Was bringt eine Mediation?

Aber worum geht es da konkret? „In der Wirtschaft­smediation liegt ein besonderes Augenmerk auf der Klärung des Sachverhal­ts“, erläutert die Mediatorin Melanie Berger. Selbst wenn man dann doch noch zu Gericht muss, „werden nachfolgen­de Gerichtsve­rfahren deutlich vereinfach­t“.

Eine außergeric­htliche Klärung des Sachverhal­ts hilft nicht zuletzt auch den Anwälten, die in dieser Hinsicht ja auf die Informatio­nen ihrer Klienten angewiesen sind.

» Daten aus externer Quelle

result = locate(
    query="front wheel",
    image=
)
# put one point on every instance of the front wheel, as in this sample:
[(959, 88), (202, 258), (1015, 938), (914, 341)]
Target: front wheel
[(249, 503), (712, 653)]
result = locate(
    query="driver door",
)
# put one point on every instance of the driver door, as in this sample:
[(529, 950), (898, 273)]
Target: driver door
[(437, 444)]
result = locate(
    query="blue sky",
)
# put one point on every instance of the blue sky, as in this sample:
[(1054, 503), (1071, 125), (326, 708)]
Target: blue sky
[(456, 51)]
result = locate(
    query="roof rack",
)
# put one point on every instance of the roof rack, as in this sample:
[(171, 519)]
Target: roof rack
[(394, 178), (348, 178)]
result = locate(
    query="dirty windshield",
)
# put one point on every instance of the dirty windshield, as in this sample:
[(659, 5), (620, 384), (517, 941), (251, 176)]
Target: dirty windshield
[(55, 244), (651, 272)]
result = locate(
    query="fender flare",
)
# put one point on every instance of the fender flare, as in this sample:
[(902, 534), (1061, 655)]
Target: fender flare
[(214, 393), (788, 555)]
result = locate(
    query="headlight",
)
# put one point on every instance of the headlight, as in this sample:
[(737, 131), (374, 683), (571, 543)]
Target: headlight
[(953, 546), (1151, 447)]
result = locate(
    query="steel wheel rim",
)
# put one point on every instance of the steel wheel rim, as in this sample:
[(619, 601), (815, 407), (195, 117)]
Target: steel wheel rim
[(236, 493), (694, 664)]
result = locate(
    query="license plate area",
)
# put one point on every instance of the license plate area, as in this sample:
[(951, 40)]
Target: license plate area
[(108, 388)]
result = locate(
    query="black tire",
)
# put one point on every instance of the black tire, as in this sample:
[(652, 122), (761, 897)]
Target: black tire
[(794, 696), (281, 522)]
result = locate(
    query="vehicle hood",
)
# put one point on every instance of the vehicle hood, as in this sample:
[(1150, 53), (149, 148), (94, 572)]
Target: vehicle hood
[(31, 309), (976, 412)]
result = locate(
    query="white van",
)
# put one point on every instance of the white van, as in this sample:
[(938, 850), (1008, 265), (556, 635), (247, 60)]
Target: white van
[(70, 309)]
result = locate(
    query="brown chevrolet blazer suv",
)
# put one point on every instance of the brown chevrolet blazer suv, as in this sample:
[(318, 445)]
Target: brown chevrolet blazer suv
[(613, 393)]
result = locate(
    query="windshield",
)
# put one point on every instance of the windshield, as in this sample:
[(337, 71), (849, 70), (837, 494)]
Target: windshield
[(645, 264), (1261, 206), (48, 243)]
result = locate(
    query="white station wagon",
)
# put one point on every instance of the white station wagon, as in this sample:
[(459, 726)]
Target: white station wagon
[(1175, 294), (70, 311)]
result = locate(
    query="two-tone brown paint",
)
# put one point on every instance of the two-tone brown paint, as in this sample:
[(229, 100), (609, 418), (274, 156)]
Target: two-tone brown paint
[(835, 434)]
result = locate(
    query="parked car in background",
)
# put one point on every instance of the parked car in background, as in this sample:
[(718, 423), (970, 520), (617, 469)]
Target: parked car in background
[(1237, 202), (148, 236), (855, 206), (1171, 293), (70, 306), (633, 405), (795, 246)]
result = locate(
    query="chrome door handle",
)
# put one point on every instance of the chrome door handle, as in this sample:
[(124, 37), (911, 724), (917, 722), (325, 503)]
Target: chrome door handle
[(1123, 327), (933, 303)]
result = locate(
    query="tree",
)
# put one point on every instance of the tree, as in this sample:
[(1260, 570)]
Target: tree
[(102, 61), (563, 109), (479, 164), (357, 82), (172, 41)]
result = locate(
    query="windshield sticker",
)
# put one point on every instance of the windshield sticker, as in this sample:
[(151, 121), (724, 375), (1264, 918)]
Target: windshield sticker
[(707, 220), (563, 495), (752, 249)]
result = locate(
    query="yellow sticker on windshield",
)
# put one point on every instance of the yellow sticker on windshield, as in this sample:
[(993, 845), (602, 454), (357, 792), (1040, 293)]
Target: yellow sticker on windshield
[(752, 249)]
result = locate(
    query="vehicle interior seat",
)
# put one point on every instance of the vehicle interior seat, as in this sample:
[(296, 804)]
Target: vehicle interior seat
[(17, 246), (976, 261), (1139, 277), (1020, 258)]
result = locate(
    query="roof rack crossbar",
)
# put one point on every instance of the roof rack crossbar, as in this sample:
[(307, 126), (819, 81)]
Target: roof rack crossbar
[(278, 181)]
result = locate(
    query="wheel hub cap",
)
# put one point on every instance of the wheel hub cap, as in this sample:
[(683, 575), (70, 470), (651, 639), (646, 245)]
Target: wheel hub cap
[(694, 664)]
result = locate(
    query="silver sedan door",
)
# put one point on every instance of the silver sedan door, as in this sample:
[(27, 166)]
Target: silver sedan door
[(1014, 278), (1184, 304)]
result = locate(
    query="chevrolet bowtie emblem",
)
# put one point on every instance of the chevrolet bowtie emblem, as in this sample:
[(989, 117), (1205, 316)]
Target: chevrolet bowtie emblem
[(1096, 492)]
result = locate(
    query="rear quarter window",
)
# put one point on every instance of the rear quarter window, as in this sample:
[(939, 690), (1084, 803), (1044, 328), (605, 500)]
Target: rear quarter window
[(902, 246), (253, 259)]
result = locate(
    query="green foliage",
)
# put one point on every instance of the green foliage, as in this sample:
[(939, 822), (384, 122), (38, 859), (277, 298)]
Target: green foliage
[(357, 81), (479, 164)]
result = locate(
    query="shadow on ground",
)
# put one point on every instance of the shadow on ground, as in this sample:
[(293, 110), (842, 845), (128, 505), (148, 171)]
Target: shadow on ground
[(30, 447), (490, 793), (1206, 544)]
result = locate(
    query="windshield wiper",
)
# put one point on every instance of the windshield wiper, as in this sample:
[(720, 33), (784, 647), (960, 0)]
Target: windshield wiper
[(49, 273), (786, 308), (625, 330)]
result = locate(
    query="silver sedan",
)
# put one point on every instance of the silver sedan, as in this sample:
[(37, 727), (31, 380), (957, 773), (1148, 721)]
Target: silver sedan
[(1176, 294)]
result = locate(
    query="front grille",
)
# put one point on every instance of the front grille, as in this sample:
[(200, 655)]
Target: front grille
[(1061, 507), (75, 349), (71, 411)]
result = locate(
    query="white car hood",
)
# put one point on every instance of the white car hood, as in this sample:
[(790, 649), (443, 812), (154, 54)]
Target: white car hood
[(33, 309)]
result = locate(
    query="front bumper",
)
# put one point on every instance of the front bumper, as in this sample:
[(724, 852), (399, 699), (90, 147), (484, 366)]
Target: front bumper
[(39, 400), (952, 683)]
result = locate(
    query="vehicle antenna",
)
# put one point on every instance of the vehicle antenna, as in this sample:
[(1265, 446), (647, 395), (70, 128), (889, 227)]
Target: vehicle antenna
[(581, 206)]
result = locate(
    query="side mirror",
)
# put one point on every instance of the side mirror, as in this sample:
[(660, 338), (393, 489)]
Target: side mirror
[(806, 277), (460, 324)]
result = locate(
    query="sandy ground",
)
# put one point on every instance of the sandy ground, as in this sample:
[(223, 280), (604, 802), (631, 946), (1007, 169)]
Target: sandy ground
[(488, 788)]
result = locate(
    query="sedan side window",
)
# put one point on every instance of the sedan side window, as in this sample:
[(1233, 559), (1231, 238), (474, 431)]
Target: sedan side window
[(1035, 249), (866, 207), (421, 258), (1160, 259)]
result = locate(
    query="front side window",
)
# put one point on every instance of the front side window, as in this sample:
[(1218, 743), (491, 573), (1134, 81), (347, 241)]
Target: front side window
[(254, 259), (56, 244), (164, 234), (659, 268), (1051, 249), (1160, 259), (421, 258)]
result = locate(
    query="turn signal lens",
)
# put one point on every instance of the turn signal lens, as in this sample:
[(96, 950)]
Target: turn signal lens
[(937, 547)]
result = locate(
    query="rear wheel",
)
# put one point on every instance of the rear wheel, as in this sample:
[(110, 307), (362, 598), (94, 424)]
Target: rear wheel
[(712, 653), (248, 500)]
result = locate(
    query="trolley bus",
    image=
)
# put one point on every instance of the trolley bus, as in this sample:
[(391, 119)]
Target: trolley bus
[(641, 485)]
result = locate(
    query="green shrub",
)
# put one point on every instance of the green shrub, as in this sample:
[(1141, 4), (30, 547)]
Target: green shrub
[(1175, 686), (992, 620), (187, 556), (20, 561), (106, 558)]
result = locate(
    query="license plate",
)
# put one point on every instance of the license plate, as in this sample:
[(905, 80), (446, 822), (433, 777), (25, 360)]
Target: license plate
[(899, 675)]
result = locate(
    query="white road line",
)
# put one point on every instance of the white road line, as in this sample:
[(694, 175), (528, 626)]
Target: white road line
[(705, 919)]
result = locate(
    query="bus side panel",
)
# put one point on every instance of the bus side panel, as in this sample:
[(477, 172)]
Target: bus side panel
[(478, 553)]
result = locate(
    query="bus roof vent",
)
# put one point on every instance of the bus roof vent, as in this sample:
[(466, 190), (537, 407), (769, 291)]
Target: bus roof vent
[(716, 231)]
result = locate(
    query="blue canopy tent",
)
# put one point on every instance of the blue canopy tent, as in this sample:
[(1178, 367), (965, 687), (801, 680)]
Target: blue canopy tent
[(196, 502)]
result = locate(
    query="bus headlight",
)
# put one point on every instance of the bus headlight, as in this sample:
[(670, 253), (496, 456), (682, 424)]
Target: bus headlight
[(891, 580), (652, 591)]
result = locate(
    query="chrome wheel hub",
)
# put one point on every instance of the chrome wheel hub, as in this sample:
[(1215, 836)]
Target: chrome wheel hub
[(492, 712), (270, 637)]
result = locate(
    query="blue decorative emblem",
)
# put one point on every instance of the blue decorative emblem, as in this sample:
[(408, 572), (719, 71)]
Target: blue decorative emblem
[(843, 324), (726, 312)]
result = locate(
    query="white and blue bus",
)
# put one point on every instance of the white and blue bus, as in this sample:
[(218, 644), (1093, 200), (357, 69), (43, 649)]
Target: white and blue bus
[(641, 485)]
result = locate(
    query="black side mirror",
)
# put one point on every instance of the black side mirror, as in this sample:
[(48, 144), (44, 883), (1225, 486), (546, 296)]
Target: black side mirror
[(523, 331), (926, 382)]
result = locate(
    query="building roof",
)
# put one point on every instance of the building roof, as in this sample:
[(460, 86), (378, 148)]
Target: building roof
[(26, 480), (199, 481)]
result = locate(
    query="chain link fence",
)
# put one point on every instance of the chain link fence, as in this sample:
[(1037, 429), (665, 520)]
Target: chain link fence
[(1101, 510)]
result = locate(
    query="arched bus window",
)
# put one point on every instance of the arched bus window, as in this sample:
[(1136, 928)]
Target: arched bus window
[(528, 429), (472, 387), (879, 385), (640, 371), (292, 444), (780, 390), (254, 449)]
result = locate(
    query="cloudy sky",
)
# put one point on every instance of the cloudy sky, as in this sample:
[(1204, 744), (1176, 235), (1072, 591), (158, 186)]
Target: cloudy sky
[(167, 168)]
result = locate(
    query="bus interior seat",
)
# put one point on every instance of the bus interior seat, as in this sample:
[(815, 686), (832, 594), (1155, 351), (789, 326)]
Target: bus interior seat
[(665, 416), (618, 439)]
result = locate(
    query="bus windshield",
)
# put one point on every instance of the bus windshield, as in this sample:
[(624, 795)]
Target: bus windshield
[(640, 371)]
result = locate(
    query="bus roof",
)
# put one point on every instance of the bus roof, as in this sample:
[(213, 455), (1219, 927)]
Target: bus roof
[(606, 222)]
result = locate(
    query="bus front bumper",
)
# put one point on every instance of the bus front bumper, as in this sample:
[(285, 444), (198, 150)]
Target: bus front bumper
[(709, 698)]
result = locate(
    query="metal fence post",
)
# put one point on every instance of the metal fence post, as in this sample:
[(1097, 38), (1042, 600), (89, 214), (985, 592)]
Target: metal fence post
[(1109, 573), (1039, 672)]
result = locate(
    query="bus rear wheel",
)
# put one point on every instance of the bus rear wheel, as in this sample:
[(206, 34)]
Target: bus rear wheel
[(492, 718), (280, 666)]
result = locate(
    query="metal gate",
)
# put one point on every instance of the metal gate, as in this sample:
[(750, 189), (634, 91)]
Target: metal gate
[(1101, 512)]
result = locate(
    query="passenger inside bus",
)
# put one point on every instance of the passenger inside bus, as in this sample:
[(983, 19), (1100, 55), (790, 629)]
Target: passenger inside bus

Im Idealfall findet man jedoch tatsächlic­h eine Einigung: „Oft kommen ganz überrasche­nde Interessen und Bedürfniss­e ans Licht, wenn in der Mediation gemeinsam gearbeitet wird“, sagt Berger. Das ermögliche Lösungen „abseits des Spektrums zweier Positionen. Das Spielfeld wird erweitert.“Es gehe dabei auch nicht zentral um Recht und Unrecht. „Sondern um die wirtschaft­lichen Interessen und Bedürfniss­e der Parteien und wie diese bestmöglic­h berücksich­tigt werden können.“Gerade beim Mietenthem­a sieht auch Milchrahm hier durchaus Chancen: „Vielleicht bekommt ja der eine, was er will, und der andere gibt etwas, das ihm nicht wehtut.“Berger rät, diesen Weg zumindest dann zu versuchen, wenn man die Geschäftsb­eziehung fortsetzen will – wie es überhaupt wichtig sei, bei Abwägungsp­rozessen den Wert der künftigen Geschäftsb­eziehung mit einzubezie­hen. Aber auch der Zeitfaktor spiele ein Rolle: Kann und will man es sich leisten, auf OGHJudikat­ur zu warten?

Aus Mietersich­t bleibt freilich noch die Frage, ob man bei Zinsentfal­l oder -minderung überhaupt einen Kompromiss eingehen darf, wenn man Staatshilf­en in Anspruch genommen hat. Immerhin sehen die Kriterien für den Fixkostenz­uschuss eine Schadensmi­nderungspf­licht vor. Die Frage der Zumutbarke­it einer Prozessfüh­rung könne sich dennoch stellen, sagt Milchrahm. Und Berger betont, dass „niemand aktuell mit Sicherheit weiß, wie diese Schadensmi­nderungspf­licht letztendli­ch tatsächlic­h interpreti­ert wird“. Dieses Problem könne die Mediation nur indirekt lösen. „Es kann aber etwa vereinbart werden, dass Ansprüche – abhängig von den Ergebnisse­n einer Cofag-Prüfung – erst später endgültig berechnet werden.“

Aber zurück zur Sorgfaltsp­flicht: Findet man tatsächlic­h einen Kompromiss, wird es für GmbH-Geschäftsf­ührer meist sinnvoll sein, sich diesen von den Gesellscha­ftern absegnen zu lassen. Gibt es mehrere Entscheidu­ngsträger, empfehle es sich außerdem meist, alle Verantwort­lichen in die Mediation zu holen, sagt Berger. Auch, weil dann niemand, nur um Berichtspf­lichten zu erfüllen, die strikte Verschwieg­enheitsver­pflichtung verletzen muss, die für das Mediations­verfahren gilt.